In addition to the potential barrier of practitioner skepticism, the quest for tractable idiographic models encounters conceptual and methodological challenges. First, idiographic models are susceptible to error from a variety of sources, including biases in self-report measures, the influence of unmeasured variables, and inadequate timing of assessments (Frumkin et al., 2020; Hopwood et al., 2021), but also the variable timing between prompts, when the lag model assumes equidistant measurement (see below). Moreover, the GIMME models used here contain measurement error in their estimates, which can bias effect estimates and standard errors. GIMME now has the ability to incorporate latent variable measurement models (Gates, Fisher, & Bollen, 2020). However, it has not yet been widely employed in empirical data.

All these aspects also represent pressing issues toward a valid conceptualization and assessment of suicide risk. As discussed by Millner et al. (2020), current measures derived from largely cross-sectional work lack the validity to aid the reliable identification of suicidal thoughts or behaviors (Hom et al., 2015; Plöderl et al., 2011), and often diverse facets of suicidal thoughts are confused into one metric without appropriately evaluating its construct validity (Millner et al., 2020). At the same time, self-report measures of suicidal ideation have numerous threats to validity, including stigma and a fear of loss of autonomy, which can lead to underreporting (Blanchard & Farber, 2020; Richards et al., 2019). At the same time, denial of suicidal ideation may be genuine, because ideation and intent may emerge and peak within minutes or hours preceding suicidal behaviors (Deisenhammer et al., 2008; Simon et al., 2001). Thus, because little research has examined the “true” timescale of an emergent suicidal crisis it is possible that suicidal ideation changes on such a rapid timescale that the sampling of self-reported ideation is unable to match the respective timescale (Ram et al., 2017). The typical timing too may differ across individuals, or within individuals over time.

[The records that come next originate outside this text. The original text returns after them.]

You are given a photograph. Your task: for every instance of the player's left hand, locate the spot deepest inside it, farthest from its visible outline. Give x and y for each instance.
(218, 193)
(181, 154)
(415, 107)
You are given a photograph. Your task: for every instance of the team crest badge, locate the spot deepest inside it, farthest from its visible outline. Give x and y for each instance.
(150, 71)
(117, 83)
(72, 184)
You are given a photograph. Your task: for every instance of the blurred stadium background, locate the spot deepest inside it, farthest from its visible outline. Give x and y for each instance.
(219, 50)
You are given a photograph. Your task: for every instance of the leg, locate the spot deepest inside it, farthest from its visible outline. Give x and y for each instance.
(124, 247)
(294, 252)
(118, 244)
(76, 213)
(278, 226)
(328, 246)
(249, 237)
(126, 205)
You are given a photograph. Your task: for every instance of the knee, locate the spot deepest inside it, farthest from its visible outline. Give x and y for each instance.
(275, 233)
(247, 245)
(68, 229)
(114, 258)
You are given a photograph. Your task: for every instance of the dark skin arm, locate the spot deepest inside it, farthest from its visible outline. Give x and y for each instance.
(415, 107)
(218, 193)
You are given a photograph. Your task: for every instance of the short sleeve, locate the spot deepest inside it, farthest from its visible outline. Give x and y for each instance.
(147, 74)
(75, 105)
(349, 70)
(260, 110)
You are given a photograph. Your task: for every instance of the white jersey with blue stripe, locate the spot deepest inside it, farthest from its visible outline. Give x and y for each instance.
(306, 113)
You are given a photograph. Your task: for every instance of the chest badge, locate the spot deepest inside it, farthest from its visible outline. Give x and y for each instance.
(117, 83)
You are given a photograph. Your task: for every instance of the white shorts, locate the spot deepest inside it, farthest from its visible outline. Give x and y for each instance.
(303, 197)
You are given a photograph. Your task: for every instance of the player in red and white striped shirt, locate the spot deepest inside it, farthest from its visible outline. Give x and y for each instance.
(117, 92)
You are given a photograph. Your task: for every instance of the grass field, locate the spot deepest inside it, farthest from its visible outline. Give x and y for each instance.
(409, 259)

Moreover, the rarity of suicide attempts complicates any quantitative assessment effort immensely, because it obscures the comparability of estimates across individuals. Even though idiographic models seem perfect for a quantitative articulation of precipitating risk dynamics, the question remains on how to validly interpret individualized models in the absence of meaningful comparison estimates (Wright & Zimmermann, 2019). For instance, knowing that a person’s autocorrelation for suicidal ideation is .4 offers little information on whether this person tends to quickly or slowly recover from high-risk states, or whether this coefficient reflects what can be generally expected for the permanence of suicidal states. More importantly, the coefficient depends on the sampling rate. Therefore, given the current state of knowledge, heterogeneity across individuals and little knowledge about the true timescale of a suicidal crisis, what a lag-1 coefficient reflects in terms of the duration and resolution of a suicidal crisis can be ambiguous. However, as the debate moves forward and as one reviewer pointed out, an important future direction entails research on the interpretation of autoregression coefficients as organizing features of personalized networks of suicide risk. Such analyses would allow to characterize which individuals tend to persevere and which ones tend to quickly recover from states of suicidal ideation or suicide risk more generally.

Relatedly, the heterogeneity in model complexity across individuals raises fundamental questions about the interpretation of non-significant paths within individual models. Simply, statistical power scales with the number of measurements, and with the frequency of suicidal states within the sampling window. Increasing the density of assessments (i.e., more frequent assessment) would increase the number of total observations, thereby increasing power. However, in the case of rare events, like bouts of suicidal ideation, increasing density will not address the issue of infrequency. Rather, one would need to increase the duration of the assessment protocol (e.g., add days). This may erode clinical utility if very long assessment periods are necessitated. Increasing density would increase the precision of estimates for continuously occurring phenomena, like emotions, which may indirectly assist in mitigating suicide risk.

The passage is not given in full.